La Loi 78 bafoue le droit à l’éducation accessible à tous

Quoique l'éducation soit de compétence provinciale (au niveau de son contenu et de sa gestion), il est important de rappeler que le Canada a adhéré, le 19 mai 1976, et par voie de conséquence le Québec aussi (au niveau des principes à respecter), à ces deux conventions internationales qui sont très importantes en matière d'éducation et en ce qui concerne d'autres droits, notamment ceux touchant la liberté d'expression.

D'une part, le Canada a signé le "Pacte international relatif aux droits économiques, sociaux et culturels" dont l’article 13 stipule que « L’enseignement supérieur doit être rendu accessible à tous en pleine égalité, en fonction des capacités de chacun, par tous les moyens appropriés et notamment par l’instauration progressive de la gratuité », et ce de la maternelle jusqu’au doctorat en passant par le primaire et le collégial.

Ceci soulève quatre grandes questions, parmi bien d’autres.

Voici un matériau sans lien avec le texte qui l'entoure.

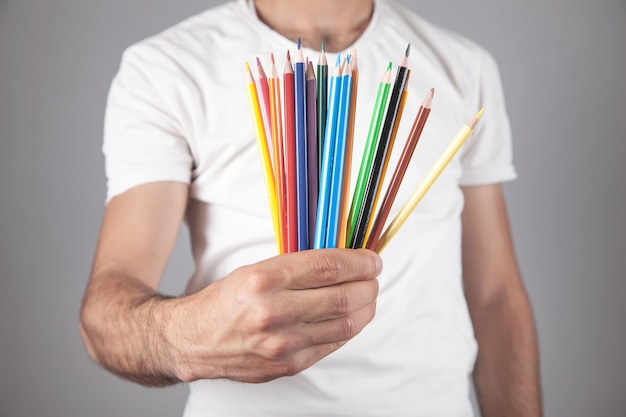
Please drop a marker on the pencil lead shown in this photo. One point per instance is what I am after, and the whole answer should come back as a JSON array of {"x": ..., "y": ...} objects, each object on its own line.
[
  {"x": 260, "y": 68},
  {"x": 354, "y": 62},
  {"x": 472, "y": 123},
  {"x": 429, "y": 99}
]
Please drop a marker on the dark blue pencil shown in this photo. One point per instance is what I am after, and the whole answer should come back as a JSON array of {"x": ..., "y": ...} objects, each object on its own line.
[{"x": 302, "y": 174}]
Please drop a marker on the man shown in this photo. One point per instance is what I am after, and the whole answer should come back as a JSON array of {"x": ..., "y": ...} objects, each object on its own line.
[{"x": 300, "y": 330}]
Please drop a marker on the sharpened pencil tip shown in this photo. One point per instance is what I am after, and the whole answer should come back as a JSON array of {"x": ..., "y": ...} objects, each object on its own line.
[
  {"x": 472, "y": 123},
  {"x": 429, "y": 99}
]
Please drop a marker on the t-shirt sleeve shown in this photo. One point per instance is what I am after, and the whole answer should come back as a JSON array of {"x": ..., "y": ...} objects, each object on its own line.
[
  {"x": 144, "y": 138},
  {"x": 487, "y": 156}
]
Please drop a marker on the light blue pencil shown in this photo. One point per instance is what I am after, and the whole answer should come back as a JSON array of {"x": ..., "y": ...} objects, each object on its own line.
[
  {"x": 328, "y": 157},
  {"x": 334, "y": 209}
]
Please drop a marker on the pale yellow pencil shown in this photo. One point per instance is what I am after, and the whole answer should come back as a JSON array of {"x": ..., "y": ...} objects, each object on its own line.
[
  {"x": 266, "y": 162},
  {"x": 427, "y": 182}
]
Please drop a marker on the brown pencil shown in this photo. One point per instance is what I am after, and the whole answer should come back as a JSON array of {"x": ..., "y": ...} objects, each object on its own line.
[{"x": 398, "y": 175}]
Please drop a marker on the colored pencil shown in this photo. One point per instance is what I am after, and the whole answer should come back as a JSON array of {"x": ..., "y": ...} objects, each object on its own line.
[
  {"x": 371, "y": 143},
  {"x": 337, "y": 177},
  {"x": 266, "y": 164},
  {"x": 264, "y": 98},
  {"x": 347, "y": 168},
  {"x": 276, "y": 120},
  {"x": 430, "y": 178},
  {"x": 323, "y": 203},
  {"x": 381, "y": 159},
  {"x": 398, "y": 175},
  {"x": 322, "y": 103},
  {"x": 289, "y": 136},
  {"x": 313, "y": 158},
  {"x": 302, "y": 174}
]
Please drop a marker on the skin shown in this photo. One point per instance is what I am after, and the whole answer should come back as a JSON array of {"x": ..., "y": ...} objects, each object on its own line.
[{"x": 283, "y": 314}]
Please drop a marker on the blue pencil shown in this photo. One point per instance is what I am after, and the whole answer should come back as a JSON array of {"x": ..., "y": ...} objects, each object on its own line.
[
  {"x": 327, "y": 157},
  {"x": 334, "y": 209},
  {"x": 302, "y": 175}
]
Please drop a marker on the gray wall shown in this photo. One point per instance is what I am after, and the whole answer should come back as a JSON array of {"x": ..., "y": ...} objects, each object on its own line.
[{"x": 564, "y": 69}]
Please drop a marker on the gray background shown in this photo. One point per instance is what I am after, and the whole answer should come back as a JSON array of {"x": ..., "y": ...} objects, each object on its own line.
[{"x": 564, "y": 70}]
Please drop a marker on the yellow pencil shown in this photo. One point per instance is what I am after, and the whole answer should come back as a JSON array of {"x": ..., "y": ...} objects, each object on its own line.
[
  {"x": 266, "y": 162},
  {"x": 427, "y": 182}
]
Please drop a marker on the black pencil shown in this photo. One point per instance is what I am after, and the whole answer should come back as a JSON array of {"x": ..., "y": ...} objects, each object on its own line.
[{"x": 381, "y": 159}]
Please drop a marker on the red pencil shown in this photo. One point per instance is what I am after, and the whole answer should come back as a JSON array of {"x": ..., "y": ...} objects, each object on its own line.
[
  {"x": 276, "y": 119},
  {"x": 264, "y": 98},
  {"x": 290, "y": 158}
]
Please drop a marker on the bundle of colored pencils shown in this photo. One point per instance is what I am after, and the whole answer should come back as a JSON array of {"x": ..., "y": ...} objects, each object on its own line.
[{"x": 307, "y": 157}]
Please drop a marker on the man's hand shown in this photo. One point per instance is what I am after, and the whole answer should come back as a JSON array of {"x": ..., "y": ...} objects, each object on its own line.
[
  {"x": 263, "y": 321},
  {"x": 276, "y": 317}
]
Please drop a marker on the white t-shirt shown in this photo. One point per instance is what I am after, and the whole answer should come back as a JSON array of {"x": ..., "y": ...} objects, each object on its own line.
[{"x": 177, "y": 110}]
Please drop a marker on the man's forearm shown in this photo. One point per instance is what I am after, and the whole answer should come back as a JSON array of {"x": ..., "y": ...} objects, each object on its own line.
[
  {"x": 506, "y": 375},
  {"x": 122, "y": 322}
]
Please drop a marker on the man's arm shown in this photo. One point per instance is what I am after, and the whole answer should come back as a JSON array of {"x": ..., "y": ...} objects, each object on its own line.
[
  {"x": 506, "y": 375},
  {"x": 262, "y": 321}
]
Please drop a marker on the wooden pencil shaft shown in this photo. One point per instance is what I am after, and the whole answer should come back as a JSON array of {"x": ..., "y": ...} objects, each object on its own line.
[
  {"x": 428, "y": 181},
  {"x": 398, "y": 175},
  {"x": 376, "y": 173}
]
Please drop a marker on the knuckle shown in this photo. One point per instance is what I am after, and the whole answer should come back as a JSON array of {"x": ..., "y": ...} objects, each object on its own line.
[
  {"x": 342, "y": 302},
  {"x": 327, "y": 267},
  {"x": 276, "y": 349},
  {"x": 264, "y": 318},
  {"x": 258, "y": 281},
  {"x": 347, "y": 329}
]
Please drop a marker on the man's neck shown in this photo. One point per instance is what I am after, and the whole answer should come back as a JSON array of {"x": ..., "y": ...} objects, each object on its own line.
[{"x": 339, "y": 23}]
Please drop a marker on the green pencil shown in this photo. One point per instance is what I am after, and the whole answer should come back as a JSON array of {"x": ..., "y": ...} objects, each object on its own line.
[{"x": 370, "y": 148}]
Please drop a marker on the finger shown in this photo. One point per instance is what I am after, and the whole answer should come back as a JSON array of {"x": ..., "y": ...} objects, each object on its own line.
[
  {"x": 323, "y": 267},
  {"x": 327, "y": 303},
  {"x": 330, "y": 333},
  {"x": 302, "y": 345}
]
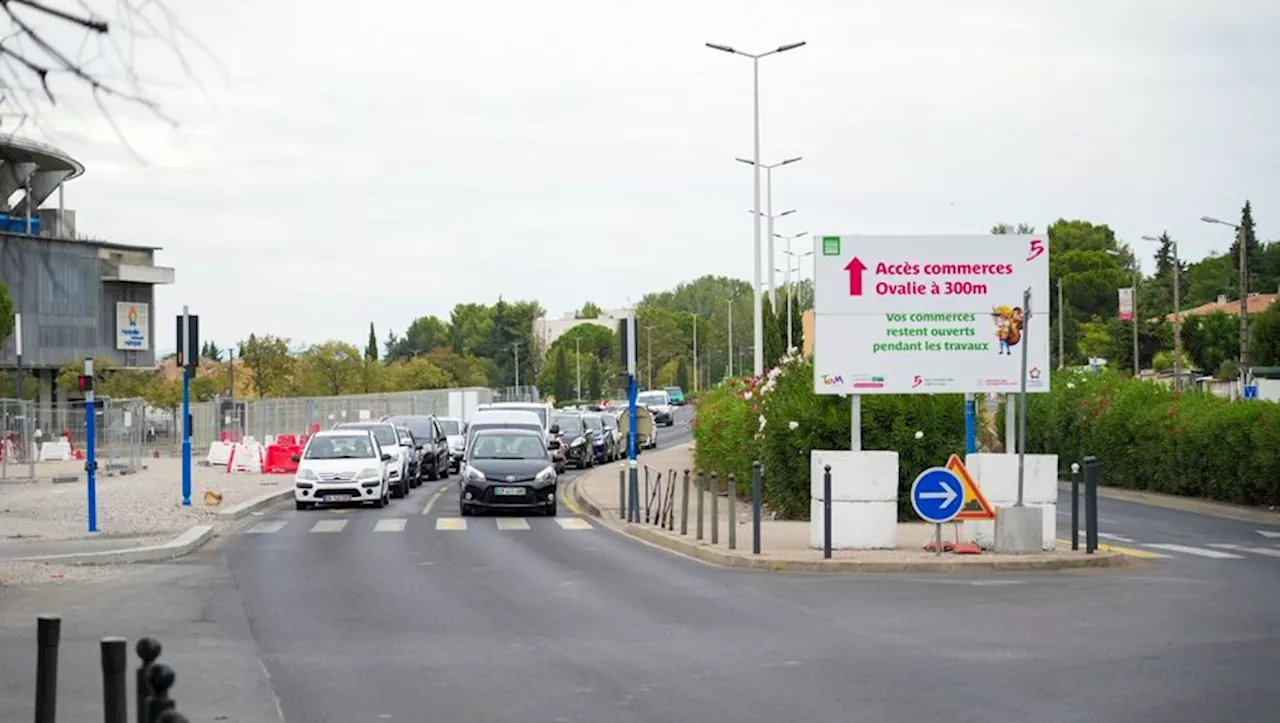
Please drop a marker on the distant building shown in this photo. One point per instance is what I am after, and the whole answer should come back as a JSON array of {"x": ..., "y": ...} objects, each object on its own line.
[
  {"x": 78, "y": 297},
  {"x": 547, "y": 330}
]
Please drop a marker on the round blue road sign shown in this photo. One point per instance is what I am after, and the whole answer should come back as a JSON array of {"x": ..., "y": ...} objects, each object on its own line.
[{"x": 937, "y": 495}]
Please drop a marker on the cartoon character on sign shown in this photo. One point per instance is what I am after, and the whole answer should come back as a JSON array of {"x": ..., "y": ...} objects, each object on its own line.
[{"x": 1009, "y": 326}]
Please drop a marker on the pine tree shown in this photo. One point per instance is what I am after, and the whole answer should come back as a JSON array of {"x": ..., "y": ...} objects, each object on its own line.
[
  {"x": 562, "y": 387},
  {"x": 371, "y": 348}
]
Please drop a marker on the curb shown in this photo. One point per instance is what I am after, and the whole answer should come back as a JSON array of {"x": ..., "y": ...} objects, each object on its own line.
[
  {"x": 722, "y": 558},
  {"x": 183, "y": 544},
  {"x": 254, "y": 504}
]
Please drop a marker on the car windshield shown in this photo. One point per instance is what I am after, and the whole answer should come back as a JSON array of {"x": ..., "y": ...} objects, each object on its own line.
[
  {"x": 344, "y": 447},
  {"x": 496, "y": 445},
  {"x": 570, "y": 424},
  {"x": 384, "y": 434}
]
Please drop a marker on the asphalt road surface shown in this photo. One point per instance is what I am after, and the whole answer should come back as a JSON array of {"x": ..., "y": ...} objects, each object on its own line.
[{"x": 412, "y": 613}]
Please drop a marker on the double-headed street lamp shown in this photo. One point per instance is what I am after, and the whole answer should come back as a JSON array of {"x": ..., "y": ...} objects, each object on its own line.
[
  {"x": 758, "y": 353},
  {"x": 1178, "y": 312},
  {"x": 768, "y": 214},
  {"x": 1244, "y": 296}
]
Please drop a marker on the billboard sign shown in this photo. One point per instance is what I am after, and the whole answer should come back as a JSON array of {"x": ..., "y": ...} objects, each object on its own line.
[{"x": 929, "y": 314}]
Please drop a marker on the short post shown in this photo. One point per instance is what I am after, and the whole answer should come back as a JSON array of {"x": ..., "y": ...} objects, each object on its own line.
[
  {"x": 702, "y": 484},
  {"x": 757, "y": 484},
  {"x": 826, "y": 511},
  {"x": 1075, "y": 506},
  {"x": 714, "y": 508},
  {"x": 732, "y": 511},
  {"x": 147, "y": 650},
  {"x": 115, "y": 690},
  {"x": 49, "y": 631},
  {"x": 1091, "y": 504},
  {"x": 684, "y": 506}
]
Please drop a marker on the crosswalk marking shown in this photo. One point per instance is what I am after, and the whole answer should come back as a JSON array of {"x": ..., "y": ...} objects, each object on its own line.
[
  {"x": 1198, "y": 552},
  {"x": 1266, "y": 552}
]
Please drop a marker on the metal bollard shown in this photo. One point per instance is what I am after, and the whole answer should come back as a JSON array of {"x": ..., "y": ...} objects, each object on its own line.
[
  {"x": 49, "y": 632},
  {"x": 1075, "y": 506},
  {"x": 757, "y": 484},
  {"x": 115, "y": 687},
  {"x": 147, "y": 650},
  {"x": 702, "y": 483},
  {"x": 732, "y": 511},
  {"x": 826, "y": 511},
  {"x": 714, "y": 508},
  {"x": 684, "y": 504},
  {"x": 1091, "y": 504}
]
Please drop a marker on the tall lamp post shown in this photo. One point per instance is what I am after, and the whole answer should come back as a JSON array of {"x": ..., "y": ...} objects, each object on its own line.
[
  {"x": 768, "y": 214},
  {"x": 1244, "y": 297},
  {"x": 1178, "y": 312},
  {"x": 758, "y": 352}
]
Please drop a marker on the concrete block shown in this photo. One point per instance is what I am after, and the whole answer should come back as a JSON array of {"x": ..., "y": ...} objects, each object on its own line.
[
  {"x": 863, "y": 499},
  {"x": 1019, "y": 530}
]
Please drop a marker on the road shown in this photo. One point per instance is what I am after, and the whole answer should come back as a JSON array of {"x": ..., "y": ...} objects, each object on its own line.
[{"x": 558, "y": 619}]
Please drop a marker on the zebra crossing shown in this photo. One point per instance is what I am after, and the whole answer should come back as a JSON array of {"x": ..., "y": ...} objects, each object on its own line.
[{"x": 440, "y": 524}]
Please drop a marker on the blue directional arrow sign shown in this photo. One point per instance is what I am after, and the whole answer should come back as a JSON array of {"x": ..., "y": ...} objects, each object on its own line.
[{"x": 937, "y": 495}]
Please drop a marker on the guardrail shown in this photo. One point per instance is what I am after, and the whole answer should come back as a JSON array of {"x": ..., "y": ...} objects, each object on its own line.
[{"x": 152, "y": 680}]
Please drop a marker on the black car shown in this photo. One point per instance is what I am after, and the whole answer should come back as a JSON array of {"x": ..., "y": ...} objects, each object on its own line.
[
  {"x": 508, "y": 468},
  {"x": 575, "y": 439},
  {"x": 434, "y": 463}
]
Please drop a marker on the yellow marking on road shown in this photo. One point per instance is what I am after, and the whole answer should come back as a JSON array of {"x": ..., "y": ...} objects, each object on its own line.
[{"x": 1129, "y": 552}]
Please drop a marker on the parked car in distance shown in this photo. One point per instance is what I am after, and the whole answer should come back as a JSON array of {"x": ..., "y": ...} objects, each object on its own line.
[
  {"x": 343, "y": 465},
  {"x": 507, "y": 468},
  {"x": 388, "y": 439}
]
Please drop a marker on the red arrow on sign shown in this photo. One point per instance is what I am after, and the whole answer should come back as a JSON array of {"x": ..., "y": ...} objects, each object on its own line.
[{"x": 855, "y": 269}]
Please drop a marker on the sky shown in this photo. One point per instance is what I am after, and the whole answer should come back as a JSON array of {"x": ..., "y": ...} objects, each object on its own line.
[{"x": 334, "y": 163}]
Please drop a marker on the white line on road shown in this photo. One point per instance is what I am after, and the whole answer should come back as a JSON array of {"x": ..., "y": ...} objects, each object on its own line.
[{"x": 1200, "y": 552}]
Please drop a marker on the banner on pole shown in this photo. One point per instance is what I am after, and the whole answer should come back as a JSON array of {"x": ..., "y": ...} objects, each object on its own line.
[{"x": 1127, "y": 305}]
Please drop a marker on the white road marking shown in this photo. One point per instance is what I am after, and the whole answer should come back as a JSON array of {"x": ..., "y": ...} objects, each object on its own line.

Pourquoi le Canada a-t-il signé cette convention internationale s’il n’entendait pas la respecter et la faire respecter par les différentes provinces ? Comment M. Charest peut-il reprocher aux leaders des associations étudiantes de manquer de crédibilité, pour ne pas avoir réussi à faire accepter par leurs membres l’entente de principe conclue le 06 mai 2012 avec Mme Line Beauchamp qui était alors ministre de l'Éducation, s’il ne respecte pas lui-même les engagements internationaux passés par le Canada ? Un gouvernement peut-il légitimement faire n’importe quoi durant toute la période qui s’écoule entre deux élections, y compris violer la constitution ou outrepasser la loi ou ses droits, sous prétexte qu’il a le pouvoir ? Est-il raisonnable de devoir aller en cour, d'attendre la décion du tribunal et de payer des frais d'avocat pour corriger le tir et en plus de devoir attendre des mois une nouvelle élection pour pouvoir infléchir une politique gouvernementale qui a de graves conséquences sur la vie des gens, des étudiants aussi bien que des autres citoyens, et alors que le monde va si vite maintenant ?

D'autre part, Le Canada a également signé *sans aucune réserve* le "Pacte international relatif aux droits civils et politiques", et ce contrairement aux États-Unis qui y ont adhéré en 1992 en y apportant tellement de réserves qu'il est rendu en grande partie non exécutoire dans la législation de la plupart des États américains (d’où le fait que certains États peuvent encore pratiquer la peine de mort, être contre l'avortement ou s’opposer aux mariages homosexuels).

Outre les aspects légaux évoqués plus haut, cette adhésion fait tomber tous les autres arguments qu'avance le gouvernement. Certes, on peut en rigoler plus ou moins, comme dans la vidéo ci-dessous, mais le sens de l'humour mi-figue mi-raisin de M. Charest n'est malheureusement pas juste pour rire.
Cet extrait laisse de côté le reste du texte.